My take on taxes falls somewhere close to the In simplicity the more you have money to consume the more taxes you can afford to pay, allowing no one a way to avoid taxation, no matter how well his tax lawyer performs.

Why does Jed believe the more you have the more you are obligated to pay your fellow humans? Because the burden on a man who makes 20k a year paying 1k in taxes has significant lifestyle adjustments over his five percent payment. Whereas a man making 200k a year paying 20k has less lifestyle changes to compensate over for his ten percent payment. If it were not for the dozens of 20k men working for him he would not have that lifestyle at all. Furthermore the man making 200 million a year paying 50 million in taxes still has plenty to do whatever his heart chooses after a twenty five percent tax. He has hundreds of 20k men and dozens of 200k men, he does owe them something for their efforts and his mega success...just sayin'.

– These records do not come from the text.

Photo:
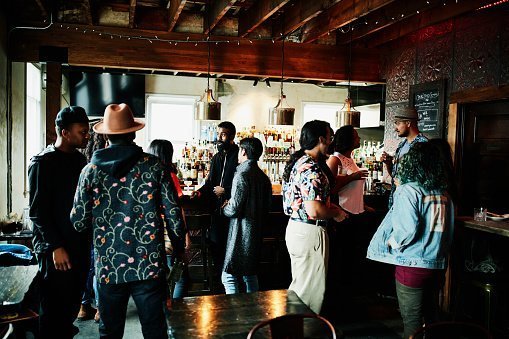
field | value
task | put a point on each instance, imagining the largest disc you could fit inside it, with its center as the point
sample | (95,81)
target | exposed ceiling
(364,23)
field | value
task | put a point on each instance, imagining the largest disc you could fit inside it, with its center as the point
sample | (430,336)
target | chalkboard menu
(428,100)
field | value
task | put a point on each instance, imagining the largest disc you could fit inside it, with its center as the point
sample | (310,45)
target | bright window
(172,118)
(320,111)
(34,136)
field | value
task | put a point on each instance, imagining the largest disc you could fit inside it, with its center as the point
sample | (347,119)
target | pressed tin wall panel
(476,57)
(469,52)
(434,59)
(401,74)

I know I did not address death as the title suggest, but why make matters worse?
:: posted by Tennessee Jed, 10:23 PM


A friend and fellow tea partier from Western NY sent me this. I sent it to you because I know your passion for tax w/o rep. Ya see, in NY the scenario played out in our little rigmarole here actually happens. The rich guys have all left the county and moved to some small scrappy little city to live out the remainder their deferred. The entire tax burden is now laid on the land owner, i.e. the new rich guy. Eventually I became the rich guy on the block, never actually reaching the 30k gross mark. I left too. I'm happy now. East Tennesseans really do have a grip on this whole tax thing. I'm a bit perplexed still, I wonder...Jed, I know I'm out of the fire, but am I in the frying pan or safely on the cooling rack?